The neurologists discuss strategies to improve the cognitive health of patients with multiple sclerosis through physical and mental health multidisciplinary care.
Bruce Hughes, MD: Switching a little bit on this, I think it’s also incumbent upon us to not just talk about disease-modifying therapy and cognitive functioning, but we do know that physicality and physical exercise ties into mental health [treatment]. If the patient’s mental health is out of order, their physical health is never going to be maximally in order, so treating the whole patient is important. And then identifying what you’re talking about, because I think we focus more here on cognition, but kind of tying in with that is fatigue, which is so hard to identify. Educating patients on cognitive tips is very important as far as not just your disease-modifying therapy, but things that you that help minimize the effects of the cognitive decline on your health.

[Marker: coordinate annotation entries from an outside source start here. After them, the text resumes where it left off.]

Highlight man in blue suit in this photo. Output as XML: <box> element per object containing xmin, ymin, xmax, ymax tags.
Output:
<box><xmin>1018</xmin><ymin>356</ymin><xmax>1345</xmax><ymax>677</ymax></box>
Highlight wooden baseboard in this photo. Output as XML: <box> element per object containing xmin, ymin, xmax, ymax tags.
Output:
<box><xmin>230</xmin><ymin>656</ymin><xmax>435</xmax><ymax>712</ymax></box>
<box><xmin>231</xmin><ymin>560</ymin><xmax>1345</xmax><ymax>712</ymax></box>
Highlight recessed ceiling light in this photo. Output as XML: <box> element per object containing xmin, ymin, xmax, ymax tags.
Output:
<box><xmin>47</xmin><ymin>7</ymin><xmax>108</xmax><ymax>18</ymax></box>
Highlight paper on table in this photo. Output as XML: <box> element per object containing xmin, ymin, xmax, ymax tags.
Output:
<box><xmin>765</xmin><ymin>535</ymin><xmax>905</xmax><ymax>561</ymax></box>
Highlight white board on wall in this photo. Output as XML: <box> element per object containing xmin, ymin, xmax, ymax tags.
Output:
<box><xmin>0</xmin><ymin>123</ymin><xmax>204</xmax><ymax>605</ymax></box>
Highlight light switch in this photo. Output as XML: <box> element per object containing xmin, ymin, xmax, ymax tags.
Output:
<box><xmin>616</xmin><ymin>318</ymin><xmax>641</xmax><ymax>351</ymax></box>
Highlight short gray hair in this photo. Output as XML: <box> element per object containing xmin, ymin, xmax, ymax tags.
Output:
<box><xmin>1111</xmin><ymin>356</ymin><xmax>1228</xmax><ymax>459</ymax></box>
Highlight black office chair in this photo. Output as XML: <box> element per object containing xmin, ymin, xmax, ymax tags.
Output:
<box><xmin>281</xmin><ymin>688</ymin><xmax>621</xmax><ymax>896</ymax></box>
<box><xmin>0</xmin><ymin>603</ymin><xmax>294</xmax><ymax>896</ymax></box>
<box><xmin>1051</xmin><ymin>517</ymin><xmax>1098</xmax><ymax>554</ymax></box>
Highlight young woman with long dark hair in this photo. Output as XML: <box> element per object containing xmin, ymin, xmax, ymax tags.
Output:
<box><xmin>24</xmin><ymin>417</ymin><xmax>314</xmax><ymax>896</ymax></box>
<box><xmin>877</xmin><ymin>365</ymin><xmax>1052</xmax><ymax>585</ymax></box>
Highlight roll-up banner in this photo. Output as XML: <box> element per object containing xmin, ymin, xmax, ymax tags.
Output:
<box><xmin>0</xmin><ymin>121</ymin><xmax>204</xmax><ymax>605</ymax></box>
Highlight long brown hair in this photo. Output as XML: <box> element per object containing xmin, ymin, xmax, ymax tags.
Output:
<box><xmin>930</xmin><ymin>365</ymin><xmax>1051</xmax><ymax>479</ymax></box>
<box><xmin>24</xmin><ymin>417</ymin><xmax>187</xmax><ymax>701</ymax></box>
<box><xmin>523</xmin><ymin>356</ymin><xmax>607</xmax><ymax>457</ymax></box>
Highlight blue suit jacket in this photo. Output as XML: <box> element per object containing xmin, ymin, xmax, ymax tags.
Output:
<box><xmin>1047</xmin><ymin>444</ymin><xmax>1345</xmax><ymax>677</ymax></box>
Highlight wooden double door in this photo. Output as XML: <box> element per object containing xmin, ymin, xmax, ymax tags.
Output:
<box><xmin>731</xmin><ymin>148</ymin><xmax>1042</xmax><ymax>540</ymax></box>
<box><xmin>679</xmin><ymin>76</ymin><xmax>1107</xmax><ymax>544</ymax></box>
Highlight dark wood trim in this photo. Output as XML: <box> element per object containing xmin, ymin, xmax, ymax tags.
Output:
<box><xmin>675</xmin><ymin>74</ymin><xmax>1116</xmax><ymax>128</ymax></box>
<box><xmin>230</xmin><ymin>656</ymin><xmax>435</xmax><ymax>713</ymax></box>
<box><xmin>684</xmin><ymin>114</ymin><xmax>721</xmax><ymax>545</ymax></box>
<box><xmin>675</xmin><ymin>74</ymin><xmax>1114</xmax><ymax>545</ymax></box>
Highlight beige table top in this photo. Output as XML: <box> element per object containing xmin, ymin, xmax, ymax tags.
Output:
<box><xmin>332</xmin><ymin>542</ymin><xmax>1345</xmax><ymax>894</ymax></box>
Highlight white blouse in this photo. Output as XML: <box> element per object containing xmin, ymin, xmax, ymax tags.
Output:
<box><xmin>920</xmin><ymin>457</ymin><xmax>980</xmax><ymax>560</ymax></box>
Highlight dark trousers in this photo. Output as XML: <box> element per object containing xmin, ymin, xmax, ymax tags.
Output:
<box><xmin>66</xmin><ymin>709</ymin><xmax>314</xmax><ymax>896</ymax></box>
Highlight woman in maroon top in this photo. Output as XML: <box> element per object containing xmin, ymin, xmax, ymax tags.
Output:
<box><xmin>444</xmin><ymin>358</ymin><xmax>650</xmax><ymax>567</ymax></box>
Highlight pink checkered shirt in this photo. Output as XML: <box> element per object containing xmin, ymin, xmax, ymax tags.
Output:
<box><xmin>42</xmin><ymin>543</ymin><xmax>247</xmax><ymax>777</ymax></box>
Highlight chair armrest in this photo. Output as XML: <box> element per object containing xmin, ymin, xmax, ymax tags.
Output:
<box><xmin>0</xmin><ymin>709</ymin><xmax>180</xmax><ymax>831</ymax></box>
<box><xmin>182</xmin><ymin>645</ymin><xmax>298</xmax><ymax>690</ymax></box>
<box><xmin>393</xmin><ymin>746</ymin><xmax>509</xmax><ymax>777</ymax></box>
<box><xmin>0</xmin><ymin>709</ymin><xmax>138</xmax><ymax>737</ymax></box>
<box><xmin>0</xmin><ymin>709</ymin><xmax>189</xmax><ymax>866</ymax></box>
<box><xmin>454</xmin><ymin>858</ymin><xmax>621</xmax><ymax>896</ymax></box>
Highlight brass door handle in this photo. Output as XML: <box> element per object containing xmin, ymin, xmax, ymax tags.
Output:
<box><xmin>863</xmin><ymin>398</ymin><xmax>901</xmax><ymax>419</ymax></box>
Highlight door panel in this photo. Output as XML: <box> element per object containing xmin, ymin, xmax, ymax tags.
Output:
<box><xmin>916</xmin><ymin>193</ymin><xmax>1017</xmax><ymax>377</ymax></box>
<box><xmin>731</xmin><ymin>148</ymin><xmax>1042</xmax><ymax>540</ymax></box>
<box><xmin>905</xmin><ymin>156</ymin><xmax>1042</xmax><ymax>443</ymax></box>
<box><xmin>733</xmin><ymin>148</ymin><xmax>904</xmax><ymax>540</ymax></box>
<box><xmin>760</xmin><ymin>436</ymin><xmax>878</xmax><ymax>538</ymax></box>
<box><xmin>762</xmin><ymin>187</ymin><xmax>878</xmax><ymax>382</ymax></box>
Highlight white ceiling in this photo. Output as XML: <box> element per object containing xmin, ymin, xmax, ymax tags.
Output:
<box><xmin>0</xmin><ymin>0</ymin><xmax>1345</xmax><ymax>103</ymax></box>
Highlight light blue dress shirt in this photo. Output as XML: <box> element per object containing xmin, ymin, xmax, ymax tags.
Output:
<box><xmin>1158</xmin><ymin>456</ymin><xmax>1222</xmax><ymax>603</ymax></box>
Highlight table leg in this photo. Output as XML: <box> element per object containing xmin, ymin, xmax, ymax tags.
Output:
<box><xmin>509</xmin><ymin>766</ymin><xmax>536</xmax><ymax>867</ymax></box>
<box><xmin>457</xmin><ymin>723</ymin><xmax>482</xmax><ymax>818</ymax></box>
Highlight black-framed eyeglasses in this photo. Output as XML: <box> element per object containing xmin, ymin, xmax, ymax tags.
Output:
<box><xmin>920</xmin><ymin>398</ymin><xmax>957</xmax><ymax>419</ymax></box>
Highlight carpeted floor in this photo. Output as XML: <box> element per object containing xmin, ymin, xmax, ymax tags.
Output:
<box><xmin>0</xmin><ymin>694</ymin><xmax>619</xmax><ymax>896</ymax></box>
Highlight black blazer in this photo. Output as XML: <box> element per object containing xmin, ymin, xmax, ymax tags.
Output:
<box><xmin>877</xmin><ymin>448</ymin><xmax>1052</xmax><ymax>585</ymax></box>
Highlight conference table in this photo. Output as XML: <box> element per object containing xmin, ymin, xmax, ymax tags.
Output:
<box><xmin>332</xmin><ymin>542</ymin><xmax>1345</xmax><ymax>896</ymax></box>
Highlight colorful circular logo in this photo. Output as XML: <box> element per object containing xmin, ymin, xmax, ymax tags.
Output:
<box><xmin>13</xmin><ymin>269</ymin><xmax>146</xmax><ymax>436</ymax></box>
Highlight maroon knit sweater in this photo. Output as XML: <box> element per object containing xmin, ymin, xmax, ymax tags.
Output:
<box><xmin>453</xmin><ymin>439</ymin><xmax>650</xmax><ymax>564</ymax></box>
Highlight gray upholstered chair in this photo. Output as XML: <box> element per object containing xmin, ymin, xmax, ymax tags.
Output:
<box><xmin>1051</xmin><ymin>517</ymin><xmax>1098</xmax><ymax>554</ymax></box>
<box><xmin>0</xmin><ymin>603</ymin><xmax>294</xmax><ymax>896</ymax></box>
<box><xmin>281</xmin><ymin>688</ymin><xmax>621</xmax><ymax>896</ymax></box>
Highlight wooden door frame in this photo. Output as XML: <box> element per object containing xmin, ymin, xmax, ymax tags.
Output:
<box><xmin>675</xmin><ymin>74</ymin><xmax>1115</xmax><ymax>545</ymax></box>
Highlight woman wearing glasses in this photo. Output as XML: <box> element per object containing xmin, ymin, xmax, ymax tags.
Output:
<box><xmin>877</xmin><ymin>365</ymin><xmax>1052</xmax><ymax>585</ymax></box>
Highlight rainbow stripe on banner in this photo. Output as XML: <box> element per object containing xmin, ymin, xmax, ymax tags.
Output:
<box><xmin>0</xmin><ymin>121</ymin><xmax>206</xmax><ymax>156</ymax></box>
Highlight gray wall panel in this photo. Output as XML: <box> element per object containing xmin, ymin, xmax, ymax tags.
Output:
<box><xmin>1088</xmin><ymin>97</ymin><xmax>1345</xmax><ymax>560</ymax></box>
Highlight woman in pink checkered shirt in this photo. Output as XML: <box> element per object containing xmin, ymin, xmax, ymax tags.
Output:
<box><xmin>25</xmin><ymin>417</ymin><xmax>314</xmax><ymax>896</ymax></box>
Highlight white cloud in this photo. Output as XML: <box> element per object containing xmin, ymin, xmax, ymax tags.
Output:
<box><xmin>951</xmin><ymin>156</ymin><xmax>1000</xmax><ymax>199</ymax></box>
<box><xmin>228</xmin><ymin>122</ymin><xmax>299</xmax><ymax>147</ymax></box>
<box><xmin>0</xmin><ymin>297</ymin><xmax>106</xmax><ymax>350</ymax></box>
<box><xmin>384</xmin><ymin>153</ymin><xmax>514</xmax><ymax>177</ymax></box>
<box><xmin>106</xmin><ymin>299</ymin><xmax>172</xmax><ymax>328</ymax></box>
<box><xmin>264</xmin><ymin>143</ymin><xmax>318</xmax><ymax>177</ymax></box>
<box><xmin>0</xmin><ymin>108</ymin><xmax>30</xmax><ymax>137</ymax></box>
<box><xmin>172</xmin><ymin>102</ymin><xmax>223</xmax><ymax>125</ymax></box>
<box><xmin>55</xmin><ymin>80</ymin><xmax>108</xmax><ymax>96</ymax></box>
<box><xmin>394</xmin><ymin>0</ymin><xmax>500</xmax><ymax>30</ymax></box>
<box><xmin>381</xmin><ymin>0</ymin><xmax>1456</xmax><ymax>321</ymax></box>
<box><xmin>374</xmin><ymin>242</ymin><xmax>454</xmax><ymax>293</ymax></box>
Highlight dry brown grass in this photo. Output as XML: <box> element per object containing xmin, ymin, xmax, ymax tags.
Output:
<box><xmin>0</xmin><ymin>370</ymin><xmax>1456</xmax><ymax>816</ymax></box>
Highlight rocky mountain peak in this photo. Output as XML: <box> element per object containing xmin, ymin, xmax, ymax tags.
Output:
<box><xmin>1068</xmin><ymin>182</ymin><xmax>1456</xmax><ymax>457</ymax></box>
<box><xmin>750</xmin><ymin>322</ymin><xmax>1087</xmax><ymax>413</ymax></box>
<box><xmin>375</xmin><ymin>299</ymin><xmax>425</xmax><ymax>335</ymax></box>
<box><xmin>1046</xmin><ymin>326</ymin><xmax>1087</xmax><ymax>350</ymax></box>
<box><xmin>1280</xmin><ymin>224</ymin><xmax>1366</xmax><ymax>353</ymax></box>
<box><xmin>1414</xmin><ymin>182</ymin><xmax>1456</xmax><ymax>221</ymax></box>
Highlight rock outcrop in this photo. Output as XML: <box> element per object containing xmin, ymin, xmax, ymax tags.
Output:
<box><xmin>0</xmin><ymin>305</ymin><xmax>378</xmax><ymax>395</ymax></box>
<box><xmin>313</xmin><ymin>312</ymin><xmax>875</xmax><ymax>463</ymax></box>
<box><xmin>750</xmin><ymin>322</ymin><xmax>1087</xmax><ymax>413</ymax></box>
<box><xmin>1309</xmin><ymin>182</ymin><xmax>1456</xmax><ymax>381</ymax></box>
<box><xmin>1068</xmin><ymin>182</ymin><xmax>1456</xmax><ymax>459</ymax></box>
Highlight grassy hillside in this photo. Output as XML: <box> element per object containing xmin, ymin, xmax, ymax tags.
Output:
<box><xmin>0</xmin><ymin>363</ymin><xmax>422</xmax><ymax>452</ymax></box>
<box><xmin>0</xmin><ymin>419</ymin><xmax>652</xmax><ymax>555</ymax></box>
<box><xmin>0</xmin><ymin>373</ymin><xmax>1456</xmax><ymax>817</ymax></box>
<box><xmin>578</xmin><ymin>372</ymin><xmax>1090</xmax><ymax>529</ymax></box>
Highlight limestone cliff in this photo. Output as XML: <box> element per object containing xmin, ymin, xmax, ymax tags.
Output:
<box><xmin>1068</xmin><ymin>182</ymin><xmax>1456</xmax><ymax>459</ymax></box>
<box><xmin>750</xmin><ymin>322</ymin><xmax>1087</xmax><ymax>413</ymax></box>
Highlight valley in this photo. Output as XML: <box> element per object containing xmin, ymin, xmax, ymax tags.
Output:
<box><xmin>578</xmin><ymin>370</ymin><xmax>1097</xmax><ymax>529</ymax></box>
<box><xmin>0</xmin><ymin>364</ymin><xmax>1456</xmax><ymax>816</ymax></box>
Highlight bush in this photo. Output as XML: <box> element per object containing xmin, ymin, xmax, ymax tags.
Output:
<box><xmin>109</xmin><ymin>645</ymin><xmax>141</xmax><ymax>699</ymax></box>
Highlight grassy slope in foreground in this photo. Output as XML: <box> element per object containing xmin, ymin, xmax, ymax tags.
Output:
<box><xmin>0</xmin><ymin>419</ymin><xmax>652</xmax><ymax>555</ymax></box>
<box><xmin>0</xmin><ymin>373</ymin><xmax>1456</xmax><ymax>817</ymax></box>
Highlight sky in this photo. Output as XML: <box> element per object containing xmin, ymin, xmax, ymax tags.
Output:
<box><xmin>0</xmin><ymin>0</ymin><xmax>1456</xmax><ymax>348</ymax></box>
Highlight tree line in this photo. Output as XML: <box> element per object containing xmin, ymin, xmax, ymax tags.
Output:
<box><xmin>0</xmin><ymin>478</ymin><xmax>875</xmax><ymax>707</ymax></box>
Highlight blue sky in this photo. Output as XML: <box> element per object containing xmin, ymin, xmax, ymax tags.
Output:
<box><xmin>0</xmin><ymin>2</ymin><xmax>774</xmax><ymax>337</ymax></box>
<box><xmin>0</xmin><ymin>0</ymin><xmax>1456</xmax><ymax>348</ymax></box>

Robert Naismith, MD: I agree. I think your mental health plays a huge role in the disease. We see this all the time when people are under stress, when people aren’t able to take care of themselves, they present with worsening. That’s something you really need to dig into and assess, and we see that all the time where people are trying to juggle parents who are not doing well and who are sick, and that’s putting stress on the family or family dynamics between the spouse and is not the best, and this affects the disease. So I think what you brought up with exercise is an important thing that we talk about at every visit. Doing physical therapy as a tool to show you how to do stuff for yourself at home and then doing another visit to make modifications based upon the things that you’ve achieved with those exercises and really stressing [that] this is something that’s going to help you do better, addressing mood. People have a lot of depression [and] anxiety, [and] sleep is an issue for a lot of people. This impacts how they feel and how the disease manifests itself in the fatigue, so we use a lot of antidepressants in practice. But not everybody feels like that’s going to be the best thing for them, so we also have options for counseling. We have a list of counselors. One of the nice things is [that] people are now able to do counseling by [video chat], so they don’t necessarily have to go to a place to do it, so a lot of my patients choose to pick a counselor in their area. They might do some in-person visits, they might do some [telehealth] visits, so I think the access is very good for that. But thinking about the whole patient in terms of their mood, their sleep, their comorbidities, exercise program, how they’re interacting with everybody, and if there’s anything within your power to help that or get them to the professional that can help them do it together with you, those are the things that I’m looking for my practice. As a multidisciplinary MS [multiple sclerosis] center I want to have the tools to say, well, this isn’t my expertise, but I know someone who can help you with this; we need help to treat you in every way we can.
Bruce Hughes, MD: I think that’s spot-on. The referral to mental health providers is big in multiple sclerosis management because unlike many patients, MS patients tend to have very good insight into their disease process, and to me, those are the ones who do the best with cognitive therapy and counseling. At your center, do you find much benefit in referrals to speech language cognitive therapy for ongoing assessment like what you would do with physical therapy or occupational therapy, or have you not found that quite as helpful?
Robert Naismith, MD: I think it depends upon the person, but we do make the recommendation when we have the referral for neurocognitive testing, that’s going to be like a 2 or 2.5-hour battery where they can go through all the different domains of executive functioning, word finding, short-term memory, reading. They’ll go through all the different domains, and they’ll check their baseline level so they’re able to get a real sense of their cognitive function, and also their mood. They also check for mood disorders as well. And then we’ll have the specialist who does the testing explain everything to the patient and document and make a report. And then we’ll also make a referral to speech cognitive therapy so that they can use those results and gain more insight and come up with strategies to adapt to them. It may also include a referral to vocational rehab if it’s going to affect their work issues and if the combinations need to be made so that they’re able to perform at their best. So it depends on the person, but we always offer with that neurocognitive referral a chance to see a speech cognitive therapist and also, if they are working, vocational rehab to try to make the accommodations that are going to help them be successful in the work setting.
Bruce Hughes, MD: I think that point is very good in that sometimes we’re identifying [whether it is] brain volume loss in the disease process or are there confounding variables on their cognitive functioning such as depression, such as sleep disturbance, which I think is huge and really underrecognized in the multiple sclerosis population. We should be doing a lot more assessment of sleep for whatever the cause of why they’re having sleep disturbance. It’s just remarkably common. How do we how do we address and improve that?
Transcript is AI-generated and edited for clarity and readability.